Track visited nodes to avoid cycles and redundant work.
Steps:
- Initialize a queue with start nodes.
- Pop, process, and enqueue neighbors.
- Track visited nodes.
Example
Input
["MyCircularDeque", "insertLast", "insertLast", "insertFront", "insertFront", "getRear", "isFull", "deleteLast", "insertFront", "getFront"]
[[3], [1], [2], [3], [4], [], [], [], [4], []]
Output
[null, true, true, true, false, 2, true, true, true, 4]
Explanation
MyCircularDeque myCircularDeque = new MyCircularDeque(3);
myCircularDeque.insertLast(1); // return True
myCircularDeque.insertLast(2); // return True
myCircularDeque.insertFront(3); // return True
myCircularDeque.insertFront(4); // return False, the queue is full.
myCircularDeque.getRear(); // return 2
myCircularDeque.isFull(); // return True
myCircularDeque.deleteLast(); // return True
myCircularDeque.insertFront(4); // return True
myCircularDeque.getFront(); // return 4
Python Solution
class MyCircularDeque:
def __init__(self, k: int):
self.k = k + 1
self.data = [0] * self.k
self.front = 0
self.rear = 0
def insertFront(self, value: int) -> bool:
if self.isFull():
return False
self.front = (self.front - 1) % self.k
self.data[self.front] = value
return True
def insertLast(self, value: int) -> bool:
if self.isFull():
return False
self.data[self.rear] = value
self.rear = (self.rear + 1) % self.k
return True
def deleteFront(self) -> bool:
if self.isEmpty():
return False
self.front = (self.front + 1) % self.k
return True
def deleteLast(self) -> bool:
if self.isEmpty():
return False
self.rear = (self.rear - 1) % self.k
return True
def getFront(self) -> int:
return -1 if self.isEmpty() else self.data[self.front]
def getRear(self) -> int:
return -1 if self.isEmpty() else self.data[(self.rear - 1) % self.k]
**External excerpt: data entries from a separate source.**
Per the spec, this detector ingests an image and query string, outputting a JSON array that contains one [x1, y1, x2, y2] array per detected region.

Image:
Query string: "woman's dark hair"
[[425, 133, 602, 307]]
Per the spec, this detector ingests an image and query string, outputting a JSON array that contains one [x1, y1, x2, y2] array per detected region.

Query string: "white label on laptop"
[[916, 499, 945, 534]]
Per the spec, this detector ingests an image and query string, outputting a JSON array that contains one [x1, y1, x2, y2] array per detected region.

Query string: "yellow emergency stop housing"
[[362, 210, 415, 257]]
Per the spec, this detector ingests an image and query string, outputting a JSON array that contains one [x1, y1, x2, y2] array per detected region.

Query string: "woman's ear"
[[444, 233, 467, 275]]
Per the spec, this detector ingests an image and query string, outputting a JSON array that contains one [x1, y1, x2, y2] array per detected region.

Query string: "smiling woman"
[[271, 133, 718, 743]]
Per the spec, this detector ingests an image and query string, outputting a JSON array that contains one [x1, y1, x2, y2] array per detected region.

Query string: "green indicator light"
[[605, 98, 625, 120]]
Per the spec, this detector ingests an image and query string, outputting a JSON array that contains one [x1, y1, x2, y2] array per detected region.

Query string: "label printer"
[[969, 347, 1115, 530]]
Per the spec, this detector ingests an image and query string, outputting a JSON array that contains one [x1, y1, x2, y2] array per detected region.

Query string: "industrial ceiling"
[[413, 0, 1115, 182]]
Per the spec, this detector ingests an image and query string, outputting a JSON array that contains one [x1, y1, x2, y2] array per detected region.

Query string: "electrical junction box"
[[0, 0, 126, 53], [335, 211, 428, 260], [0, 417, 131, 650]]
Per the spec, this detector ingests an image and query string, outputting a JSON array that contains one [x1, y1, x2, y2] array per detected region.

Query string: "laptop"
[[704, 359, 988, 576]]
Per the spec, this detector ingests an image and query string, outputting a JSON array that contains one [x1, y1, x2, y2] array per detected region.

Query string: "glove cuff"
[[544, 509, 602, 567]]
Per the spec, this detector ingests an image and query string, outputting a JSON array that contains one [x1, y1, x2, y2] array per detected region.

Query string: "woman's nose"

def isEmpty(self) -> bool:
return self.front == self.rear
def isFull(self) -> bool:
return (self.rear + 1) % self.k == self.front
Complexity
The time complexity is O(V+E). The space complexity is O(V).
Edge Cases and Pitfalls
Watch for boundary values, empty inputs, and duplicate values where applicable. If the problem involves ordering or constraints, confirm the invariant is preserved at every step.
Summary
This Python solution focuses on the essential structure of the problem and keeps the implementation interview-friendly while meeting the constraints.